KubeFleet Roadmap

Project Website

Setup the project website

Support more cluster properties so that user can pick the right cluster for their workload

Support node level SKU as properties, e.g. CPU, GPU, Memory, etc
- The application admin can choose clusters that have nodes with H100 GPU.
- The application admin can choose clusters that have nodes with 128GB memory.
Support network topology
- The application admin can choose the clusters with requires infiniband, or 100Gbps network.

Support scheduling for namespaced resources (heterogeneous namespace)

Support independent scheduling policy for namespaced resources
- e.g. The application admin can pick one workload in a namespace to cluster A while the other workload in the same namespace to cluster B.

Dynamic scheduling

De-scheduler for the fleet
- The de-scheduler would move the workload to the right cluster if the cluster is not the best fit for the workload anymore.
Cordon a cluster
- The fleet admin can cordon a cluster to move all the workloads off the cluster.
Rebalance the workload
- The application admin can rebalance the workload to make sure the workload is spread evenly across the clusters.

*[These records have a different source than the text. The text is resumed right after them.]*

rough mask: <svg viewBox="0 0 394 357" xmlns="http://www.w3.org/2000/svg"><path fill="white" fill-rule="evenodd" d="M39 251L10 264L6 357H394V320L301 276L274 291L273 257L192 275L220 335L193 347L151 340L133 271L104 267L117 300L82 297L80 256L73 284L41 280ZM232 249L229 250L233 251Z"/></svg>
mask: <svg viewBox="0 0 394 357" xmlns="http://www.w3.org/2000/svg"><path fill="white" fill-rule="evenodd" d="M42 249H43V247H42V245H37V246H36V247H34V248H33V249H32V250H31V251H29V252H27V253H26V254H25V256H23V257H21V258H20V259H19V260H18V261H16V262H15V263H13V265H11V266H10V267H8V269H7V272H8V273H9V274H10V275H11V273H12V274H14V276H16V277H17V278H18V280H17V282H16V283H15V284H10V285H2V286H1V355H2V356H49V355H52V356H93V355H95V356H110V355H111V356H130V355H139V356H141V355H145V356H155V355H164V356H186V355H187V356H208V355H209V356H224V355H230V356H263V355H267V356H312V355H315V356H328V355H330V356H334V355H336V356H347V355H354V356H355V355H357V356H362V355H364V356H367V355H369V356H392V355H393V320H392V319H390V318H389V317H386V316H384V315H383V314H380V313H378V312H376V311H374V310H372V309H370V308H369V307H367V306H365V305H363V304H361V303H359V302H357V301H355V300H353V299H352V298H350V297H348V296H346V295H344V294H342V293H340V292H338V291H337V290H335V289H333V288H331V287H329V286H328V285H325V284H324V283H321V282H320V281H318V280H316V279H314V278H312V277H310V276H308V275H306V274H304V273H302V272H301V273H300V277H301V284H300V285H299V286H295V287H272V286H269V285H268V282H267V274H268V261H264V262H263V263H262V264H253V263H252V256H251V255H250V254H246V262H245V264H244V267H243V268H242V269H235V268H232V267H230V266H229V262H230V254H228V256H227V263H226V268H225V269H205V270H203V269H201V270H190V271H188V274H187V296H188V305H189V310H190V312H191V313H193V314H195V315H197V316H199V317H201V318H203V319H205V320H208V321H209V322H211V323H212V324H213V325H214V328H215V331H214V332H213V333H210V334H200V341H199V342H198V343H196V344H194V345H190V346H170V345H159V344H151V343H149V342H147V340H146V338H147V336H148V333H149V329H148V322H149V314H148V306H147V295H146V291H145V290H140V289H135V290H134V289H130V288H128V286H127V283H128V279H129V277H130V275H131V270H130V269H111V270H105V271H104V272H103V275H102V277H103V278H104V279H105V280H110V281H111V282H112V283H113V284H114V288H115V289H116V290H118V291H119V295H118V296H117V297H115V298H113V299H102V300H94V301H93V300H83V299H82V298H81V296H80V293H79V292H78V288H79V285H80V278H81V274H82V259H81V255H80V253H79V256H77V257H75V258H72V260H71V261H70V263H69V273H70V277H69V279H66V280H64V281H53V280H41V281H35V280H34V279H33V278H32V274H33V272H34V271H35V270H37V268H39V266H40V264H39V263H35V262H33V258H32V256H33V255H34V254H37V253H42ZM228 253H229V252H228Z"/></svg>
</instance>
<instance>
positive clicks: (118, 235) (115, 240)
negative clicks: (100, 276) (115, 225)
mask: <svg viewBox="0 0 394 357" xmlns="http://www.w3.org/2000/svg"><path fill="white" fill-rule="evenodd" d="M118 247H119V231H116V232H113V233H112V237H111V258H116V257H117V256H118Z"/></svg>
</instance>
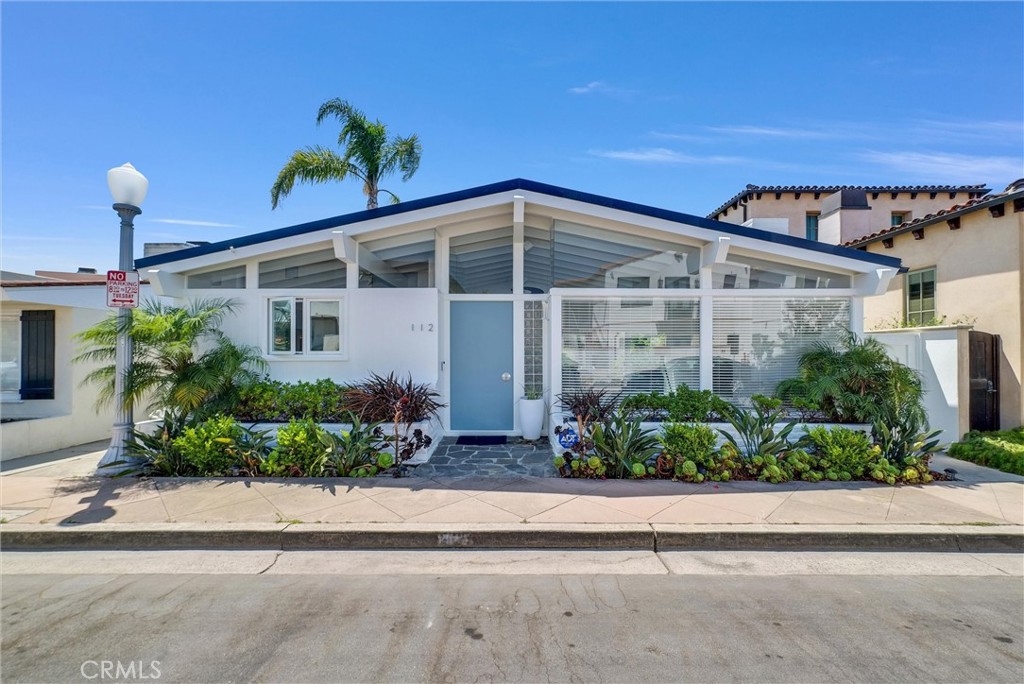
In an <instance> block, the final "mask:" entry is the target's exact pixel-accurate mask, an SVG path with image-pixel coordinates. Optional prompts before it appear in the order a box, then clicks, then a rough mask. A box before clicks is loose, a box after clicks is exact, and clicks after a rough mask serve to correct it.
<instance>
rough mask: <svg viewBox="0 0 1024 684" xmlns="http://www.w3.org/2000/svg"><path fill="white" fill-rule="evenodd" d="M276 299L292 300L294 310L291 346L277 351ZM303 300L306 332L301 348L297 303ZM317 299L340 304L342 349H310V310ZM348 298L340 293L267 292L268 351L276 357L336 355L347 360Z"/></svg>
mask: <svg viewBox="0 0 1024 684" xmlns="http://www.w3.org/2000/svg"><path fill="white" fill-rule="evenodd" d="M274 302H289V304H290V311H291V319H292V325H291V338H290V340H289V347H290V348H289V349H288V350H287V351H286V350H282V351H275V350H274V348H273V315H272V313H271V311H272V307H273V303H274ZM297 302H302V304H303V306H302V331H303V340H302V341H303V347H304V348H303V349H297V348H296V347H297V344H296V342H297V340H296V326H295V320H296V315H295V309H296V303H297ZM316 302H329V303H337V305H338V329H339V330H338V349H336V350H335V349H332V350H329V351H313V350H310V349H308V348H307V347H308V346H309V336H310V334H311V331H312V326H311V324H310V309H311V308H312V307H311V306H310V304H313V303H316ZM347 310H348V309H347V297H344V296H338V295H336V294H335V295H321V294H315V295H295V294H291V295H285V294H281V295H267V296H266V298H265V300H264V305H263V312H264V323H263V330H264V335H265V337H264V352H265V354H266V355H267V356H268V357H269V358H272V359H285V358H287V359H296V360H298V359H303V358H306V359H324V358H335V359H347V358H348V316H347Z"/></svg>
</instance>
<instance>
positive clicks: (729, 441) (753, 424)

Support anti-affinity for workload

Support affinity/anti-affinity for their workload.
- The application admin can specify that their workload A needs to be placed on the same clusters that workload B runs.
- The application admin can specify that their workload A cannot be placed on the same clusters that workload B runs.

Support Customized health check for workload

Support user specified health check for their workload.
- The application admin can provide a customized health check for their workload.

Support Spread mode for workload

The application admin can specify a spread mode for their workload.
- The move between clusters would follow the max-unavailable/min-available pods rule.